Abondance de Tosca ne nuit jamais, et pour le cent-cinquantenaire de Puccini la jalouse Floria revivra tout autour du globe plus de deux cent quatre-vingts fois. Il en fallait bien cinq à Nantes et trois à Angers, d’autant que la relecture précise de Patrice Caurier et Moshe Leiser revisite sans fausse pudeur et sans élucubration un livret plus complexe qu’on le dit et des personnages depuis longtemps figés dans leurs stéréotypes.

On aime le parfum de Bohème qui flotte dans le premier acte. Mario entouré par ses toiles, son petit atelier en avant scène, pour la vierge une simple statuette de piété domestique, la chapelle hors scène, et tout Sant’Andrea della Valle d’ailleurs, Tosca entrant timide, inquiète ; ils avaient l’un et l’autre des faux airs de Rodolfo et Mimi.

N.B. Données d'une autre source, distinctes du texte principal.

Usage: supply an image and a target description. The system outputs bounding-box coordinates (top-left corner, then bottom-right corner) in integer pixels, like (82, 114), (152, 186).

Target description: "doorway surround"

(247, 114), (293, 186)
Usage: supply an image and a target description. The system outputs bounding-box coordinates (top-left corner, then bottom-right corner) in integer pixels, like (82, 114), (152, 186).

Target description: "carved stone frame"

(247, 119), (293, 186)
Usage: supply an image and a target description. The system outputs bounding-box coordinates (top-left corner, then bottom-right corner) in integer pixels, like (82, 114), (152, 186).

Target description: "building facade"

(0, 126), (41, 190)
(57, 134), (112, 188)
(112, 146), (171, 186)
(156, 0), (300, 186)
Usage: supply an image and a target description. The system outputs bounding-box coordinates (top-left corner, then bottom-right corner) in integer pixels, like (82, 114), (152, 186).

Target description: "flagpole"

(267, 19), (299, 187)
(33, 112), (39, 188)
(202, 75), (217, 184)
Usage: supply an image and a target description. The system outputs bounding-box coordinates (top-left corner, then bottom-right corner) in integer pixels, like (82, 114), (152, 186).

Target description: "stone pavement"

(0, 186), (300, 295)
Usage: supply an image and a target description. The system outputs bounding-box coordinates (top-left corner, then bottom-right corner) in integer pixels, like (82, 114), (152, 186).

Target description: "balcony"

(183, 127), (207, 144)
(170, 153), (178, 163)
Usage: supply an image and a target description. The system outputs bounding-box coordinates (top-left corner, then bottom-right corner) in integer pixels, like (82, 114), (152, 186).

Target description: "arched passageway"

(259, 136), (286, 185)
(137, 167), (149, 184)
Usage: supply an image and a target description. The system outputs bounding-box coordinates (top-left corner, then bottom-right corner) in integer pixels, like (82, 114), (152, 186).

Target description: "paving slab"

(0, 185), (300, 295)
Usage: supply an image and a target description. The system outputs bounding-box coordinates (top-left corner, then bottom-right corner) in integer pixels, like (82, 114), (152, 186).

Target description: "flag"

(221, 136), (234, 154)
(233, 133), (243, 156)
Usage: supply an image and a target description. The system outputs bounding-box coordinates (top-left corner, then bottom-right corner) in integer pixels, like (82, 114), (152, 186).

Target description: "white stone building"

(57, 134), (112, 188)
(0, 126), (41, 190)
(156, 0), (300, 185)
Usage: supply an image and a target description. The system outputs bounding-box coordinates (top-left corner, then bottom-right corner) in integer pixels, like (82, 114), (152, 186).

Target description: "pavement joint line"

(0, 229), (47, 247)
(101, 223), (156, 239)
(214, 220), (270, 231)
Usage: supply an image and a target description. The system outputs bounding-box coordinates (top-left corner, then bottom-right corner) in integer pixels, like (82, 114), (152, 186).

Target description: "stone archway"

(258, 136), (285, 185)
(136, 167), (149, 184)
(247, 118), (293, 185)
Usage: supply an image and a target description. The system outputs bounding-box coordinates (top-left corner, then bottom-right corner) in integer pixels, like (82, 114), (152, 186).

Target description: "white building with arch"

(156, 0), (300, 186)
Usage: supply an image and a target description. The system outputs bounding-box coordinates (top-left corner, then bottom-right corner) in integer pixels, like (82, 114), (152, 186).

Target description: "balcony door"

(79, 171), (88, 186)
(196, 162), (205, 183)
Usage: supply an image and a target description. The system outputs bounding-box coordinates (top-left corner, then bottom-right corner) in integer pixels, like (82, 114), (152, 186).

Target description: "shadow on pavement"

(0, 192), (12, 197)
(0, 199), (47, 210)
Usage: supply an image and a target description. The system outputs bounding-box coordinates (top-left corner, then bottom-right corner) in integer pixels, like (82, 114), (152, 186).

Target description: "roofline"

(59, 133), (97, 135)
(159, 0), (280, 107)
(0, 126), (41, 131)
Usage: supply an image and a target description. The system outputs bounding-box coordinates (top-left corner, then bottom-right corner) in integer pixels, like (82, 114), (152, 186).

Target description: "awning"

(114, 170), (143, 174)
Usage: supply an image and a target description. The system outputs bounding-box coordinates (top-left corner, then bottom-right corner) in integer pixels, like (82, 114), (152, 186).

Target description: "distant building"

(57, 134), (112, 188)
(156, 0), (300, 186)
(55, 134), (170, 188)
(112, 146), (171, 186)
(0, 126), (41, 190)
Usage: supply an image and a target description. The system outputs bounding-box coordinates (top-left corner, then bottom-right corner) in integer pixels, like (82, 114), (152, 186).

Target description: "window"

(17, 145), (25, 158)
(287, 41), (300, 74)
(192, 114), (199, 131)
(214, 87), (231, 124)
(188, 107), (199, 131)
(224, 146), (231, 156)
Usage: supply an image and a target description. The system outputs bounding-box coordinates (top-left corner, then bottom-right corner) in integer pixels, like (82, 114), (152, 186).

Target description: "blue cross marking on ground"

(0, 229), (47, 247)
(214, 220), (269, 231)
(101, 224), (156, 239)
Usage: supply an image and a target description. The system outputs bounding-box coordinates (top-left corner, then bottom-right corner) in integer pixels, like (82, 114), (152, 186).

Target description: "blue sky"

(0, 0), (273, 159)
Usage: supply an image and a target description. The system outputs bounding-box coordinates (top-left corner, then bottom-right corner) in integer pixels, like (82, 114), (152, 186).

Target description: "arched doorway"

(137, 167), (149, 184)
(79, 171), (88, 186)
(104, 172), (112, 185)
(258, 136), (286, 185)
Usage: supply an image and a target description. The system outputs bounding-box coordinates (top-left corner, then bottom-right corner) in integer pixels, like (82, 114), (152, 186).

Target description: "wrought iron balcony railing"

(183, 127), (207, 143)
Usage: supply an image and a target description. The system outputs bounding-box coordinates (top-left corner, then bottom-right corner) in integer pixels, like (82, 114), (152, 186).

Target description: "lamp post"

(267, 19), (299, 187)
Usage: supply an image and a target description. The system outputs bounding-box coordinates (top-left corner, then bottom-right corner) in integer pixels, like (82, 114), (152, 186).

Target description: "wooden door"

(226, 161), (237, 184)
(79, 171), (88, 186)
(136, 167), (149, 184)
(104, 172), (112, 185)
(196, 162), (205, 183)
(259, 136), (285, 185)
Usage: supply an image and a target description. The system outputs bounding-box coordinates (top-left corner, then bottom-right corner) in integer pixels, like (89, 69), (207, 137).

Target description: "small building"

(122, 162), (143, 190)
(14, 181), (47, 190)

On goûte moins Scarpia besognant la pauvre statuette de la vierge lorsqu’il reproche à Tosca de lui faire oublier Dieu, même si, pour ce monstre auquel l’amour s’est refusé, le blasphème est quoi qu’il en dise sa vraie nature. Geste inutile, d’autant que dès son entrée le personnage est cerné sans autres ambiguïtés que les siennes propres. Caurier et Leiser sont d’assez efficaces directeurs d’acteur pour pouvoir se passer de ce surlignage. Suivant mot à mot le livret, ils déduisent des situations qui révèlent le fond des protagonistes, et trouvent des solutions que la musique commente d’ailleurs : le long duo d’amour du III, improbable dans la chronologie dramatique de l’œuvre, en étonnera plus d’un. Et on les renverra au texte où Mario et Floria ne parlent que de leurs mains.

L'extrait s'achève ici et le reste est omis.